Demokrasi için kaş yaparken göz çıkarmak
Juan Carlos oğluna yazdığı mektupta daima "ülkenin ve tahtın iyiliğini" istediğini yazmış. Ancak ülkeyi terk ederek kimseye bir iyilik yapmış olmuyor, diyor El Periódico de Catalunya:
“Monarşinin saygınlığını kurtarmak için yaptığı belli ama bunun için tercih ettiği sürgün ne bu amaca hizmet ediyor ne de mevcut kralın krizi atlatmasına yardımcı oluyor. Doğrusu kraliyet ailesine ait Zarzuela Sarayı'nı terk etmesi ama aynı zamanda yargının hizmetinde olması daha doğru olurdu. ... Sarayı terk etmek suretiyle monarşiye ve demokrasiye güzel bir kaş çizmeye çalışırken sürgüne giderek göz çıkarıyor.”

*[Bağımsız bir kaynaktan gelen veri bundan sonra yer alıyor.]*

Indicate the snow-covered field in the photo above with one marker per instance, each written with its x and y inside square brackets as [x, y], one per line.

Geçiş döneminin büyük kralının üzücü sonu
Juan Carlos'un konumu sonunda muhafaza edilemez hale geldi, diyor De Telegraaf:
“Juan Carlos'un tabutuna çakılacak son bir çivi olabilecek kadın, eski sevgilisi Corinna Larssen. Alman bir iş kadını olan ve mahkeme tarafından Juan Carlos aleyhinde tanıklık yapmaya çağırılan Corinna, rüşvetin ortaya çıkmasını sağlayan asıl kişiydi. ... Kral hakkında ortalıkta dolaşan envai çeşit kirli haberden sadece bir kısmı bu. ... Bir zamanlar Franco tarafından tahta geçirilmiş olan ama ardından İspanya'nın demokrasiye geçişini örnek şekilde yürüten adamın üzücü sonu gelmiş görünüyor.”
Taht kavgası yerine Korona mücadelesi
İspanya'nın kraliyet ailesini kaldırmaktan daha önemli dertleri var, diyor El País:
“I. Juan Carlos'un gözden düşmesinden faydalanarak monarşi tartışmalarını yeniden alevlendirmek isteyenlerin bakması gereken ilk şey, cumhuriyet konusundaki meşru talebin, bir anayasa reformu için yeterli toplumsal ve parlamenter çoğunluğa sahip olup olmadığı. Sayılar bunun aksini gösteriyor. Bu nedenle üzerimize çökmeye başlamış ağır ekonomik kriz ve henüz kurtulamadığımız sağlık kriziyle mücadele edebilmek için istikrara en çok ihtiyaç duyulduğu ve ülkenin tüm gücünü birleştirmesi gereken bir dönemde kurumsal bir krizi gündeme taşımak sorumsuz bir davranış olacaktır.”